PK Systems PK Systems
Date & time

World Clock

See the current time in cities around the world side by side. Drag to reorder, switch between 12 and 24-hour format, and your list is remembered.

World Clock

Current time

Drag any row by its handle to reorder. Your list and format are saved on this device.

What is a world clock?

A world clock shows the current local time in several cities at once, so you can see at a glance whether it's a reasonable hour to call someone, schedule a meeting, or wait for a market to open. Each row updates every second and reflects the city's current offset from UTC, including any daylight-saving rules that apply on the date shown.

How to use it

Pick a city from the dropdown to add it to the list. Drag any row by its handle (the dotted icon on the left) to reorder. Click the × on any row to remove it, or use the format toggle to switch between 12 and 24-hour display. Your row order, the cities you've added, and the time format are stored on this device, so the list looks the same the next time you open the page.

Tips for scheduling across zones

Put the participants who joined first or whose calendar is the constraint at the top of the list — your eye will naturally use that row as the anchor. When working with someone on the opposite side of the planet, look for the small overlap window where it's still daytime in both places (typically 1–3 hours). Watch out for daylight-saving transitions: the U.S., the EU and the southern hemisphere don't shift on the same dates, so a steady weekly call can drift by an hour twice a year.

Common time zone offsets

UTC is the global reference. UTC−8 / −7 covers the U.S. west coast (PST/PDT). UTC−5 / −4 covers New York (EST/EDT). UTC+0 / +1 is London (GMT/BST). UTC+1 / +2 covers most of continental Europe (CET/CEST). UTC+9 is Tokyo, no DST. UTC+10 / +11 is Sydney (AEST/AEDT). Offsets shown next to each city are computed live for the current date, so they always reflect daylight-saving correctly.

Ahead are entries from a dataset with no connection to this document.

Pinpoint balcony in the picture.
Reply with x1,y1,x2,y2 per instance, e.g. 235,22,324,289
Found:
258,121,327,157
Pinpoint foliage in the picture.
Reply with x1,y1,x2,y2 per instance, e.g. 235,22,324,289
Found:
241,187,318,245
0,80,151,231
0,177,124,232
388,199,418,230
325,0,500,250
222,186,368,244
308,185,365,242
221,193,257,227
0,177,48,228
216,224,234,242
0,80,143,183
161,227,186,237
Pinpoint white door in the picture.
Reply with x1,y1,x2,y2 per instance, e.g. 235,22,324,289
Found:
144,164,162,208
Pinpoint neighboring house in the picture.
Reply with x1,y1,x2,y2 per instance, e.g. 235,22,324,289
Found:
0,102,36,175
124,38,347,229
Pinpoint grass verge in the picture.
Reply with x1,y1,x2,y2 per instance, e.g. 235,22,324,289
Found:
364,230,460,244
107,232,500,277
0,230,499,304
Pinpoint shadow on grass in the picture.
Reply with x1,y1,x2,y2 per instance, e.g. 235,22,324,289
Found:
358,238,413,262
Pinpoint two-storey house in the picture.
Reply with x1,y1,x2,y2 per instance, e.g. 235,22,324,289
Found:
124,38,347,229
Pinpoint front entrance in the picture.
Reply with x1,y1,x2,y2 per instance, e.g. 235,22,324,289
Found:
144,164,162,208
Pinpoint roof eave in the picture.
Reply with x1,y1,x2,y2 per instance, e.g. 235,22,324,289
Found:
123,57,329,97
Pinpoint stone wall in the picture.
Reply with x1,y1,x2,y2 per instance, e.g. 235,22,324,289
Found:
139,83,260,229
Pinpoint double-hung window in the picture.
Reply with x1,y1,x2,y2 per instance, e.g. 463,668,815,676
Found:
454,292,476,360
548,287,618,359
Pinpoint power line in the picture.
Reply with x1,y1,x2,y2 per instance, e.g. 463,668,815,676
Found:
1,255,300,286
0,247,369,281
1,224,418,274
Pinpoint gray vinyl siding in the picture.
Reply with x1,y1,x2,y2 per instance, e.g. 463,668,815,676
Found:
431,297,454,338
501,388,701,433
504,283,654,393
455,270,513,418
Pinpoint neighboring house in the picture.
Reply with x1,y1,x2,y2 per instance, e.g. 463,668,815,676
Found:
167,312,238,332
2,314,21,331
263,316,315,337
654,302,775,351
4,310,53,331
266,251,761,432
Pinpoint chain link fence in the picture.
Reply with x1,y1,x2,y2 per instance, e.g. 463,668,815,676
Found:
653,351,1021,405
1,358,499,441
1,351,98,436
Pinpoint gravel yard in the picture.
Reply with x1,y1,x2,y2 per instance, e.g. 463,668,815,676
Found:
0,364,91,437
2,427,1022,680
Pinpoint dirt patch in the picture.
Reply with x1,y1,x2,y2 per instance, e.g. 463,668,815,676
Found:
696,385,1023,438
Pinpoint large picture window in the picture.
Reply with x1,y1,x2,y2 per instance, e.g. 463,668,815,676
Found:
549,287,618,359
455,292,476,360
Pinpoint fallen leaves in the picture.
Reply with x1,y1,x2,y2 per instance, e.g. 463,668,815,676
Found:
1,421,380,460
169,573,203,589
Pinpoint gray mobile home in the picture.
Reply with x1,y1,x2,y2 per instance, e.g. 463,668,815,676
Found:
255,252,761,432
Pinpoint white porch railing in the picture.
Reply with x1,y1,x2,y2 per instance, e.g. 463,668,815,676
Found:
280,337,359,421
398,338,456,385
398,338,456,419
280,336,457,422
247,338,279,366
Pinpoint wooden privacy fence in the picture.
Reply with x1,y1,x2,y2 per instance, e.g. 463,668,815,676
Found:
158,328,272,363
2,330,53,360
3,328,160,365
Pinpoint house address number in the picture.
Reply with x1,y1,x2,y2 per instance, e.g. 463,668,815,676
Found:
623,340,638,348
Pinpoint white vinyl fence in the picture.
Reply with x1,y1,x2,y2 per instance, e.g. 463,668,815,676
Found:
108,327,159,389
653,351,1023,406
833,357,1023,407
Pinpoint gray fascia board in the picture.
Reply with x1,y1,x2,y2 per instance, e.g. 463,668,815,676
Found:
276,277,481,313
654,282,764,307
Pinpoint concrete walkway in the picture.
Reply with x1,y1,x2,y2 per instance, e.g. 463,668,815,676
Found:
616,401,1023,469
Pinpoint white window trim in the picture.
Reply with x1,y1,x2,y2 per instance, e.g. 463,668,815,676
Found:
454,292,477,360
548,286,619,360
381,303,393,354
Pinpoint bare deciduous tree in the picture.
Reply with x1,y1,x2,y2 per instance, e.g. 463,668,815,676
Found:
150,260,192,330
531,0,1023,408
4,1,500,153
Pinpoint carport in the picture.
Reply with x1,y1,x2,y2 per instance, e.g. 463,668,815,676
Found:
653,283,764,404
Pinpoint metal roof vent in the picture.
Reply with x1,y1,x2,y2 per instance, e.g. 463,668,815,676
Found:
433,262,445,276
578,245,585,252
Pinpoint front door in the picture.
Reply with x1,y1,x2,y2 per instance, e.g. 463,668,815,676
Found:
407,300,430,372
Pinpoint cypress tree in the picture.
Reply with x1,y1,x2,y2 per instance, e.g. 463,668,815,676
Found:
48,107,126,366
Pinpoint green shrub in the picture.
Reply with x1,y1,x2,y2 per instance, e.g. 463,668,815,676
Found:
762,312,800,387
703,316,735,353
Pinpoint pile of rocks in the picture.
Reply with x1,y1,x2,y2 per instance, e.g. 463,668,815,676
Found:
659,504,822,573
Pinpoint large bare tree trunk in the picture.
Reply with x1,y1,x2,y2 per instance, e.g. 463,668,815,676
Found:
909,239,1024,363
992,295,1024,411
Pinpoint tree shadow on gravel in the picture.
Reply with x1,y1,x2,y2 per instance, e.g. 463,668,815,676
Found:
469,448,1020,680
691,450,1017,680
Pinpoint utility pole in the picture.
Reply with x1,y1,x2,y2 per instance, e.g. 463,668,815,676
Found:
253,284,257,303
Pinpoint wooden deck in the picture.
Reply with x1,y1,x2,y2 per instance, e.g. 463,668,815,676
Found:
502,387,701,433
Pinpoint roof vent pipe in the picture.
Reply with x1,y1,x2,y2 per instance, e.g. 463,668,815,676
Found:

Frequently asked questions

Does this work offline?
After the page loads, yes. The clock uses your browser's built-in time zone database (IANA), which works without a network connection. The time you see is your device's clock projected into each city's zone, so it's only as accurate as your system clock.
Why is my list saved?
Your selected cities, drag order and 12/24h preference are saved in your browser's localStorage on this device only. They're not sent anywhere and other devices won't see them. Clear your site data or use the Reset button to restore the default list.
How does daylight-saving time work here?
Each city carries an IANA time zone identifier (for example America/New_York) and the browser knows when that zone shifts in or out of DST. The displayed time and offset update automatically — no manual switch needed twice a year.
My city isn't in the list. What can I do?
Pick the nearest major city in the same time zone — the offset will match exactly. Time zone boundaries follow IANA's geographic groupings, so cities a few hundred kilometres apart almost always share the same zone (and the same DST rules).
Why does my own city have a 'you' tag?
The clock detects the time zone configured on your device (using Intl.DateTimeFormat) and tags it for quick reference. If the tag appears next to the wrong city, your operating system's time zone setting is wrong — fix it there and reload.
Is the time exactly accurate to the second?
It's as accurate as your computer's clock. If your OS uses NTP (the default on Windows, macOS and most Linux distros), you're typically within a few hundred milliseconds of true time. For atomic-clock-grade precision, sync your system to time.nist.gov or a public NTP pool.